By Dr. Marlene Lidkea previously published in Birth Issues Winter 2010

Why is this an issue?

Not everyone who had a cesarean section with the first pregnancy needs a section with the subsequent pregnancies. Not everyone who would like to have a vaginal birth after cesarean section feels that the “medical establishment” supports her. There is criticism by some members of the public that the “medical establishment” is not doing enough to prevent cesarean sections in the first place.

Prevention, prevention, and prevention

Prevention is the first step in decreasing the controversy around the vaginal birth after a cesearean (VBAC) issue. Many cesareans are being done that arguably may not be necessary. If you have been told that you need a cesearean, how can you be sure that it is necessary? For example, for years we (doctors) have been told that if your baby is in a breech position, the only option is to offer you a cesarean section. The 2006 Premoda study1has shown us that this is not true. The Society of Obstetricians and Gynecologists revised their clinical practice guidelines in June 2009 to reflect this information and encourage doctors to offer patients the option of a vaginal birth.2 If your physician suggests a cesaream section ask him or her if there are any other options. Also do your own research and ask questions.

How did this become a problem?

There are many contributing factors. Physicians base many of their decision about care on the degree of risk of a bad outcome. Particulars about a woman and her pregnancy that increase this risk level make physicians and mothers nervous. No one wants a bad outcome. Some doctors and mothers look at a cesarean section as the solution to increased risk. Unfortunately a cesarean section is not without its own risk levels – including the risk it puts on further pregnancies. Subsequent babies are more likely to die or experience damage due to miscarriage, placenta previa, abruption placenta and uterine scar rupture simply because the previous pregnancy ended in a cesarean section.3

When is it not regarded as safe?

Not everyone should attempt VBAC. Some contraindications to VBAC are – placenta previa (placenta covering the cervix), footling breech (one or two feet coming into the vagina before the buttock), transverse lie (baby lying sideways), and classical scar (up and down incision on the uterus). These are outlined in the updated SOGC guidelines.4

Who is a good candidate?

If you do not have one of the above conditions you may be a candidate for VBAC. But that is not the only determinant. You also need to be educated about the risks and benefits. You especially need to be motivated and have good support. You are most likely to be successful if you have had a previous labour, you go into labour spontaneously (not induced) and you have an otherwise low risk pregnancy.

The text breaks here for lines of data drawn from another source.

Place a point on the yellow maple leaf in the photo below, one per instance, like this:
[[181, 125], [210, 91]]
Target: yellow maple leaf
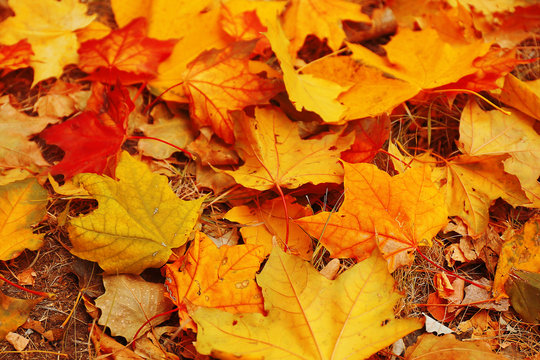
[[520, 251], [275, 155], [309, 316], [397, 214], [221, 278], [266, 224], [472, 184], [321, 18], [138, 221], [49, 27], [447, 347], [378, 92], [22, 204], [305, 90], [494, 133]]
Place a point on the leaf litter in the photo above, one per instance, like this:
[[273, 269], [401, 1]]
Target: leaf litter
[[282, 123]]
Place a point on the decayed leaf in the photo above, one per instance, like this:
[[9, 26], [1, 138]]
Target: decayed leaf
[[472, 184], [93, 139], [16, 151], [520, 251], [494, 133], [379, 93], [266, 223], [129, 301], [221, 278], [524, 96], [423, 59], [49, 27], [107, 346], [431, 347], [274, 154], [138, 221], [22, 204], [14, 312], [15, 56], [397, 214], [321, 18], [219, 81], [125, 55], [309, 316], [305, 90]]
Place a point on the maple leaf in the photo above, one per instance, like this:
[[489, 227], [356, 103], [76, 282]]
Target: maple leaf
[[370, 135], [14, 312], [22, 204], [163, 23], [274, 154], [125, 55], [265, 224], [176, 130], [219, 81], [128, 302], [309, 316], [138, 221], [423, 59], [472, 184], [397, 214], [447, 347], [305, 90], [92, 139], [15, 56], [48, 26], [379, 93], [520, 251], [494, 133], [16, 151], [320, 18], [221, 278]]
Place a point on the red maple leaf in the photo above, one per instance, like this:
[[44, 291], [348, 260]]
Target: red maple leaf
[[15, 56], [125, 55], [92, 140]]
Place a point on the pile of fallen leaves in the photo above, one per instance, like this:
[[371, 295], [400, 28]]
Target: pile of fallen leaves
[[312, 179]]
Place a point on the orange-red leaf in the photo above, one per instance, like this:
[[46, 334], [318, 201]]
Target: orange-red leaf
[[125, 55], [219, 81], [15, 56], [92, 139], [221, 278]]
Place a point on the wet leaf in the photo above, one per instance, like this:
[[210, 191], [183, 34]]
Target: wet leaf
[[129, 302], [309, 316]]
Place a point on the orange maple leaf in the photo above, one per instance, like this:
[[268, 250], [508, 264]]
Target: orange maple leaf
[[15, 56], [221, 278], [219, 81], [125, 55], [397, 214]]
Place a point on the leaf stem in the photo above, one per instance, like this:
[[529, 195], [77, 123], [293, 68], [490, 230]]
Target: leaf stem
[[38, 293], [163, 141]]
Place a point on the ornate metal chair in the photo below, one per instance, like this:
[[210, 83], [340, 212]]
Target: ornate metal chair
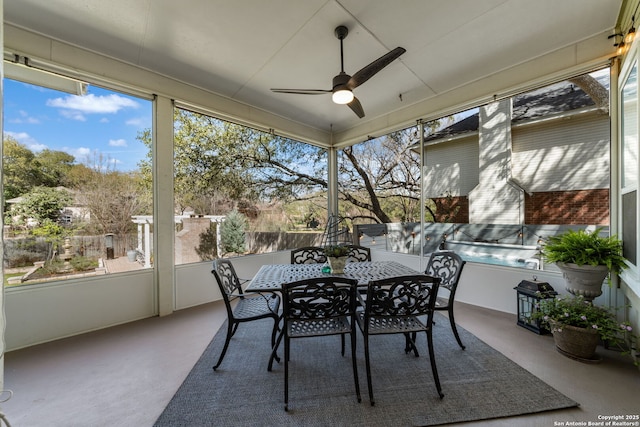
[[248, 306], [394, 306], [447, 265], [358, 253], [308, 255], [318, 307]]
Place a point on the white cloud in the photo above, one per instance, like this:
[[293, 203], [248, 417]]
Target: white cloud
[[25, 119], [81, 154], [90, 104], [73, 115], [117, 143]]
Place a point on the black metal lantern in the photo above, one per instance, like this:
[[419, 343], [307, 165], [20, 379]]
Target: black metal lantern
[[529, 293]]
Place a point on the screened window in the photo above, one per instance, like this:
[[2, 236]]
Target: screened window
[[73, 182]]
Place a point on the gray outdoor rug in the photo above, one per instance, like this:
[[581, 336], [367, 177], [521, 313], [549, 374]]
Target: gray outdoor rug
[[479, 383]]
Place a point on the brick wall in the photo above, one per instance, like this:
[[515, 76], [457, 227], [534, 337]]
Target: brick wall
[[553, 207], [568, 207]]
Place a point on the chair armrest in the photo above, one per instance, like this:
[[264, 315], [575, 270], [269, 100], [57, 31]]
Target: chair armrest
[[360, 298]]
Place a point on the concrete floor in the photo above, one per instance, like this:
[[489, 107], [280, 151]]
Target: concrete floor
[[125, 375]]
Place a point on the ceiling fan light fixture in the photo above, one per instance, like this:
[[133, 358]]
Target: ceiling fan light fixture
[[342, 96]]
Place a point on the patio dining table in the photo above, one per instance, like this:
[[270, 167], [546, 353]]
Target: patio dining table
[[271, 277]]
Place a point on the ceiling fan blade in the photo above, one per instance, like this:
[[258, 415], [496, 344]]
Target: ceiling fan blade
[[370, 70], [356, 107], [303, 91]]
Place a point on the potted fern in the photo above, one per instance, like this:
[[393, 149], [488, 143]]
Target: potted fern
[[585, 259], [336, 257]]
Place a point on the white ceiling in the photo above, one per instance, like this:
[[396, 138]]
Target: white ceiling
[[242, 48]]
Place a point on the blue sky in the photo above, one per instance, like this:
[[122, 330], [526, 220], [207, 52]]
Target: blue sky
[[101, 122]]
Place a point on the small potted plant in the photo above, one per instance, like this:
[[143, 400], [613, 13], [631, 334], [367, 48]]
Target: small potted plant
[[336, 257], [577, 325], [585, 259]]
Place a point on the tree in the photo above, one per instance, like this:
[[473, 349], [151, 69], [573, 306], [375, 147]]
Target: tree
[[113, 197], [206, 178], [41, 204], [232, 233], [18, 171]]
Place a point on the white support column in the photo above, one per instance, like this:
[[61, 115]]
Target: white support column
[[2, 319], [147, 245], [164, 222], [139, 246]]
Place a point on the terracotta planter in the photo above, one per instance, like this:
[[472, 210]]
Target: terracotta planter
[[337, 264], [576, 343], [585, 280]]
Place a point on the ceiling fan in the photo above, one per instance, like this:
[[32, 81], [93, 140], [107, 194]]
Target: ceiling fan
[[343, 83]]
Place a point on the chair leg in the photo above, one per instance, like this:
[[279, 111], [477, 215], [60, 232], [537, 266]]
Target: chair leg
[[432, 359], [368, 366], [274, 351], [410, 343], [454, 328], [230, 331], [286, 373], [276, 328], [355, 365]]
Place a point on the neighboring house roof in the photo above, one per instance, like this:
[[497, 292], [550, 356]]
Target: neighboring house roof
[[550, 100]]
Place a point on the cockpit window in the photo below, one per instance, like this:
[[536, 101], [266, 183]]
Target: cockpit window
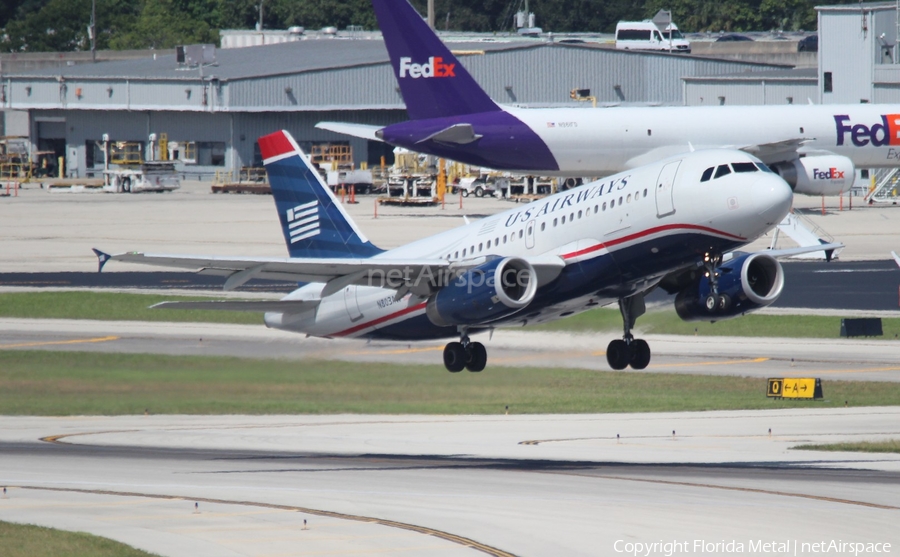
[[744, 167]]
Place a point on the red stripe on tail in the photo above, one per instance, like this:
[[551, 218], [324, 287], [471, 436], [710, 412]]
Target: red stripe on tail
[[275, 144]]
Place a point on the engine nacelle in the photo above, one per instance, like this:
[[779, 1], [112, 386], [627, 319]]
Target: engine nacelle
[[492, 291], [818, 175], [746, 283]]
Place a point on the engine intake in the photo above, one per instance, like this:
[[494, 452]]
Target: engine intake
[[746, 283], [492, 291]]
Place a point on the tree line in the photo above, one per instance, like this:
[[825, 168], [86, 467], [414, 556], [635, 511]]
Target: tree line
[[62, 25]]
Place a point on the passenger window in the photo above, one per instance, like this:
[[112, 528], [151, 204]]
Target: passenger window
[[744, 167]]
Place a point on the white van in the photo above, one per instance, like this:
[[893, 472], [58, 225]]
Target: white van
[[645, 35]]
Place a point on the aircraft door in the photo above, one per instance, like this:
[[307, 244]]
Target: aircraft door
[[665, 190], [351, 303]]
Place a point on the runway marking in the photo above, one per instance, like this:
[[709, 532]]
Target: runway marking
[[719, 363], [396, 351], [59, 342], [452, 538], [742, 489]]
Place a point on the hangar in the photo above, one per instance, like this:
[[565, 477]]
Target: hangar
[[211, 111]]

What will interfere with success?

Everything that can complicate a first labour or birth may complicate a second labour or birth. Check out the “decision tool” developed in the United States for women to help them understand risk and make an informed choice for their birth. Remember educate yourself and get lots of support. There are many doctors who support you in your choice of having a vaginal birth after a cesarean. Look for us.

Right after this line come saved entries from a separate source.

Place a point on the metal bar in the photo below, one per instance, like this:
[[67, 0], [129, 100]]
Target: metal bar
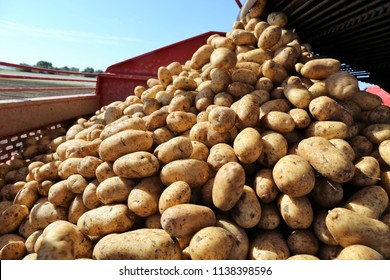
[[44, 78], [45, 69], [44, 89]]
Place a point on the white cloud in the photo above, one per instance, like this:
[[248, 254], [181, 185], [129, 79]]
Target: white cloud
[[9, 28]]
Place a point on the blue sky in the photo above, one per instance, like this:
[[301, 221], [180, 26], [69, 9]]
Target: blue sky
[[97, 34]]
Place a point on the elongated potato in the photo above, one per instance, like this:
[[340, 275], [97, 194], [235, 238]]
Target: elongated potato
[[124, 142], [140, 244], [186, 219], [106, 219], [348, 228], [228, 185], [326, 159]]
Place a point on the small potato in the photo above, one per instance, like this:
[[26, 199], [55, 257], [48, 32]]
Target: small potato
[[367, 172], [106, 219], [275, 146], [136, 165], [87, 166], [278, 121], [359, 252], [176, 148], [319, 152], [179, 122], [270, 217], [144, 197], [139, 244], [265, 186], [348, 228], [219, 155], [341, 85], [178, 171], [60, 195], [211, 243], [76, 183], [326, 194], [320, 68], [293, 175], [303, 241], [124, 142], [186, 219], [12, 217], [268, 245], [248, 145], [228, 185], [300, 117], [223, 58], [327, 129], [177, 193], [114, 190], [201, 56], [247, 211], [297, 212], [369, 201], [44, 213]]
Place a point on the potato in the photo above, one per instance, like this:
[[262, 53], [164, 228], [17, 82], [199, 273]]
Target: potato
[[219, 155], [359, 252], [367, 172], [247, 211], [367, 101], [178, 171], [179, 122], [274, 148], [297, 212], [278, 121], [139, 244], [326, 194], [136, 165], [327, 130], [303, 241], [60, 195], [240, 246], [377, 133], [294, 176], [348, 228], [28, 194], [341, 85], [211, 243], [124, 142], [90, 198], [87, 166], [12, 217], [76, 183], [268, 245], [176, 148], [370, 201], [320, 68], [384, 151], [76, 209], [186, 219], [228, 185], [223, 58], [201, 56], [114, 190], [319, 152], [269, 37], [106, 219], [144, 197], [274, 71], [44, 213], [177, 193]]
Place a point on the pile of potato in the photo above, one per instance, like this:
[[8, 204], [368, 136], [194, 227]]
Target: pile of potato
[[253, 149]]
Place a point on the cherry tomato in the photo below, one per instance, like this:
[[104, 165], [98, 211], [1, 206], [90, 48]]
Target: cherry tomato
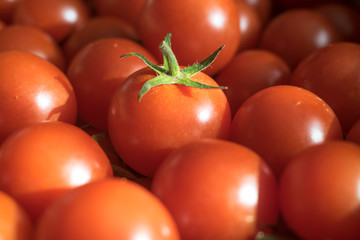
[[97, 70], [295, 34], [59, 18], [34, 40], [15, 224], [42, 161], [97, 28], [249, 72], [319, 192], [198, 28], [211, 188], [110, 209], [32, 90], [279, 122], [332, 73]]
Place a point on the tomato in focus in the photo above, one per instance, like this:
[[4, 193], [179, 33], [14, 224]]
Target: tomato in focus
[[110, 209], [41, 162]]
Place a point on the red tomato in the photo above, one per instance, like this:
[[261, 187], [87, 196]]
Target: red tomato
[[249, 72], [15, 224], [168, 116], [211, 188], [250, 25], [319, 192], [109, 209], [279, 122], [34, 40], [32, 90], [41, 162], [95, 29], [294, 34], [332, 73], [59, 18], [97, 70], [198, 28]]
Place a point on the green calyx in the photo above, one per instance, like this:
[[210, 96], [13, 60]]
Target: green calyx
[[170, 72]]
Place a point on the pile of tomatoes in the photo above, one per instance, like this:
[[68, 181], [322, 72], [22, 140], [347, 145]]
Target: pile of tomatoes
[[179, 119]]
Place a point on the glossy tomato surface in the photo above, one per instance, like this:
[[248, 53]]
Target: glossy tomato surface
[[168, 116], [319, 192], [37, 42], [211, 187], [280, 121], [59, 18], [40, 162], [32, 90], [249, 72], [96, 72], [109, 209], [296, 33], [15, 223], [198, 28], [333, 74]]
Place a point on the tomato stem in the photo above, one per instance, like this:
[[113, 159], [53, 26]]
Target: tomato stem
[[171, 73]]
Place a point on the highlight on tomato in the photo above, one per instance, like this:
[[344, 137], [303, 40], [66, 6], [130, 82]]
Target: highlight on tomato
[[160, 108]]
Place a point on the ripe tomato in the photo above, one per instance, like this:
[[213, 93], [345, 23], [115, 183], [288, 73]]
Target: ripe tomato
[[319, 192], [37, 42], [332, 73], [249, 72], [59, 18], [109, 209], [32, 90], [96, 72], [198, 28], [95, 29], [211, 188], [294, 34], [41, 162], [280, 121], [15, 224]]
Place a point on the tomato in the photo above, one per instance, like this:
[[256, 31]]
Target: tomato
[[211, 188], [32, 90], [279, 122], [198, 28], [96, 72], [108, 209], [333, 74], [95, 29], [250, 25], [120, 9], [294, 34], [319, 192], [37, 42], [249, 72], [42, 161], [15, 224], [345, 18], [59, 18]]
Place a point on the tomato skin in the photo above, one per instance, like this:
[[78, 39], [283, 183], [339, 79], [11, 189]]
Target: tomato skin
[[32, 90], [167, 117], [295, 34], [201, 184], [333, 74], [59, 18], [97, 70], [108, 209], [280, 121], [15, 224], [198, 28], [41, 162], [37, 42], [319, 192]]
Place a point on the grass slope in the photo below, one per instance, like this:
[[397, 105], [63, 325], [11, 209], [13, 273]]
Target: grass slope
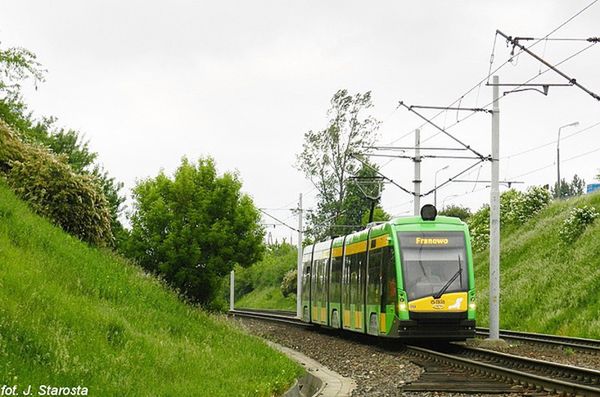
[[73, 315], [546, 285]]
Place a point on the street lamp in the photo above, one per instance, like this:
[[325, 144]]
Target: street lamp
[[576, 123], [435, 185]]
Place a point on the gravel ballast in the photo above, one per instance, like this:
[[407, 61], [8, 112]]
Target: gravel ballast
[[378, 371]]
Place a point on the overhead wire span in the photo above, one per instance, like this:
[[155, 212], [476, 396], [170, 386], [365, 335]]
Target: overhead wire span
[[554, 163], [550, 142], [278, 220], [492, 72]]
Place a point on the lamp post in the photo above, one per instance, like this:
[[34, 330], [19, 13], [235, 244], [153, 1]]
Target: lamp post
[[435, 185], [576, 123]]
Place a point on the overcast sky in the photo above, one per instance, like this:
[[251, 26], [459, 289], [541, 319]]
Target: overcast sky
[[148, 82]]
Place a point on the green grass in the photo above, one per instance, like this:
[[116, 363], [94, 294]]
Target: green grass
[[267, 298], [74, 315], [546, 285]]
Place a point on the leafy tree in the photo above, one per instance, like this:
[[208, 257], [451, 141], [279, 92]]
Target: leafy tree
[[457, 211], [193, 228], [328, 160], [567, 190]]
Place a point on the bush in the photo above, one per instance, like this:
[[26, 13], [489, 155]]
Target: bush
[[50, 186], [536, 199], [289, 283], [578, 220], [515, 209], [479, 228]]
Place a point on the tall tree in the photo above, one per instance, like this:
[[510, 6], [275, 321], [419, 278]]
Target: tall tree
[[327, 159], [193, 228]]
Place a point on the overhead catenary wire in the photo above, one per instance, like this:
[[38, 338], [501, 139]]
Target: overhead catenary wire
[[490, 73], [550, 142]]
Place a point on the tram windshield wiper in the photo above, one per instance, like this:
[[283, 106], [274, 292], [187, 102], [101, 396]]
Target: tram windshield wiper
[[447, 285]]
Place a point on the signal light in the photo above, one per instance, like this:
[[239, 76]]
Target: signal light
[[428, 212]]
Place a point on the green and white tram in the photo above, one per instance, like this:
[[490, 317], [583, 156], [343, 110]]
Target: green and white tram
[[411, 277]]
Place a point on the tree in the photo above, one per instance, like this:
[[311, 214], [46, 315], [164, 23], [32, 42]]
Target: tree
[[328, 159], [457, 211], [193, 228], [573, 189], [18, 65]]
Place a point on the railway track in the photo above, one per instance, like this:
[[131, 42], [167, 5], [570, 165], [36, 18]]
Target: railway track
[[531, 373], [580, 344], [456, 368]]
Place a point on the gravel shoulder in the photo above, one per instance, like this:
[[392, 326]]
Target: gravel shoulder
[[378, 371], [548, 353]]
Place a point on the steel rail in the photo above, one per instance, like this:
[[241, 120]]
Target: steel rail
[[588, 345], [572, 380]]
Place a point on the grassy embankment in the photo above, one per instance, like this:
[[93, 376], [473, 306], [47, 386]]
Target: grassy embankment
[[73, 315], [547, 286]]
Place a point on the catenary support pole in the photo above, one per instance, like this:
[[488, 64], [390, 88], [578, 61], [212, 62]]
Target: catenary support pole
[[231, 290], [495, 218], [417, 181], [299, 268]]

Dr. Lidkea was a family physician is St. Albert, Alberta, who always loved attending births. She encouraged natural births when ever the patient wished. She practiced according to “Centering Model of Care” which offered a fun, interactive holistic approach to pregnancy care. She passed away suddenly and the Edmonton area community greatly misses her.

Editorial notes:

1. Goffinet F, Carayol M, Foidart JM, Alexander S, Uzan S, Subtil D, et al. “PREMODA Study Group. Is planned vaginal delivery for breech presentation at term still an option? Results of an observational prospective survey in France and Belgium.” American Journal of Obstetrics and Gynecology 194 (2006): 1002–1011.

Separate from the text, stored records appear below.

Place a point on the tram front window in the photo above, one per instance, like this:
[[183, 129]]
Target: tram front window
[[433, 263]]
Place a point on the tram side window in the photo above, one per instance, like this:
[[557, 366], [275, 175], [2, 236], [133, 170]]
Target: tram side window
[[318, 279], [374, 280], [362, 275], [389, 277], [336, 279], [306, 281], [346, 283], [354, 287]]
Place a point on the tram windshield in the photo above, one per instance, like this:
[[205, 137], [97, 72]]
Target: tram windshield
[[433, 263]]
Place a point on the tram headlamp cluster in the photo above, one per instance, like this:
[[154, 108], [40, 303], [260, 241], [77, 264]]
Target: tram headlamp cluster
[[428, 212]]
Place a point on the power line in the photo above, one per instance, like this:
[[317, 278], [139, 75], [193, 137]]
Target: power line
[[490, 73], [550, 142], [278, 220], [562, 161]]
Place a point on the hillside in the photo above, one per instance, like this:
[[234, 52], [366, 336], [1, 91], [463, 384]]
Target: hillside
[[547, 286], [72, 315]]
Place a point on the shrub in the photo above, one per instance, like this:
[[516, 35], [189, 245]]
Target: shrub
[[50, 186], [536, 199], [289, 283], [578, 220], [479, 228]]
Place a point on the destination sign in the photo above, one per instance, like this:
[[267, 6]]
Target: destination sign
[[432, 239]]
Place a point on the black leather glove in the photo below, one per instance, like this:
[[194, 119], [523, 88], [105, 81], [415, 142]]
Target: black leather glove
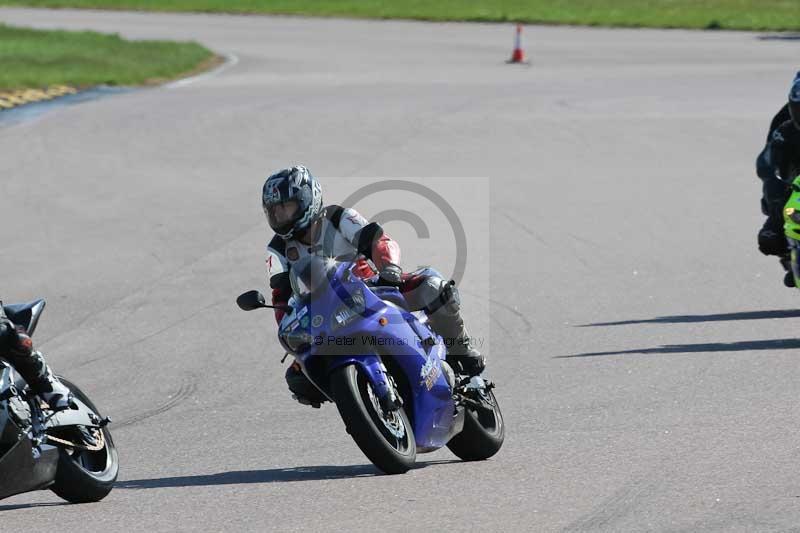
[[390, 276]]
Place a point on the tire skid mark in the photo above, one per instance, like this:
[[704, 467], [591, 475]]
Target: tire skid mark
[[607, 515], [186, 390]]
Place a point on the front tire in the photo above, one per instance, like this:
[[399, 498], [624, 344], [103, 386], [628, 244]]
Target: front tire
[[386, 438], [483, 433], [85, 476]]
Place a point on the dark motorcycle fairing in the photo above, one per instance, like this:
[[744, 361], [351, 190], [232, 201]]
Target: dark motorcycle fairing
[[22, 468]]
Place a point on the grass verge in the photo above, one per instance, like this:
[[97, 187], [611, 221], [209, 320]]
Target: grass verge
[[717, 14], [34, 58]]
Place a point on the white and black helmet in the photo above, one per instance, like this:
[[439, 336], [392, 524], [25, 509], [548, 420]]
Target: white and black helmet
[[292, 200], [794, 101]]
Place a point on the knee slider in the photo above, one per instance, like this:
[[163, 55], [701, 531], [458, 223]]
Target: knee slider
[[444, 296]]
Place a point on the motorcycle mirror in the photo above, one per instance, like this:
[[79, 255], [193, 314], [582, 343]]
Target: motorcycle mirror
[[251, 300]]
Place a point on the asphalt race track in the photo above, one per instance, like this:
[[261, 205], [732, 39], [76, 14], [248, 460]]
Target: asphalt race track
[[644, 350]]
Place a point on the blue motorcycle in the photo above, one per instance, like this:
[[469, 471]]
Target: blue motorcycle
[[383, 367]]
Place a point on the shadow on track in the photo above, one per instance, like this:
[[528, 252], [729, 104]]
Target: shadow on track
[[780, 37], [275, 475], [13, 507], [742, 346], [722, 317]]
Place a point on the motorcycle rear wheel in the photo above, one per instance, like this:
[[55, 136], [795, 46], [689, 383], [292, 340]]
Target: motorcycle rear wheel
[[386, 438], [85, 476]]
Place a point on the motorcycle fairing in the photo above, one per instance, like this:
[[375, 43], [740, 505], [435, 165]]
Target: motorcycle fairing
[[432, 409]]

2. Kotaska A, Menticoglou S, Gagnon R. “Vaginal delivery of breech presentation. SOGC Clinical Practice Guideline. No. 226, June 2009.” Journal of Obstetrics and Gynaecology Canada. Vol 31, no 6 (2009): 557–566.

3. Galyean AM, Lagrew DC, Bush MC, Kurtzman JT. “Previous cesarean section and the risk of postpartum maternal complications and adverse neonatal outcomes in future pregnancies.” Journal of Perinatology. Vol 29, no 11 (2009): 726-730.

4. SOGC. “Guidelines for vaginal birth after previous caesarean birth. SOGC clinical practice guidelines.” International Journal of Gynaecology and Obstetrics. Vol 89, no 3 (2005): 319-331.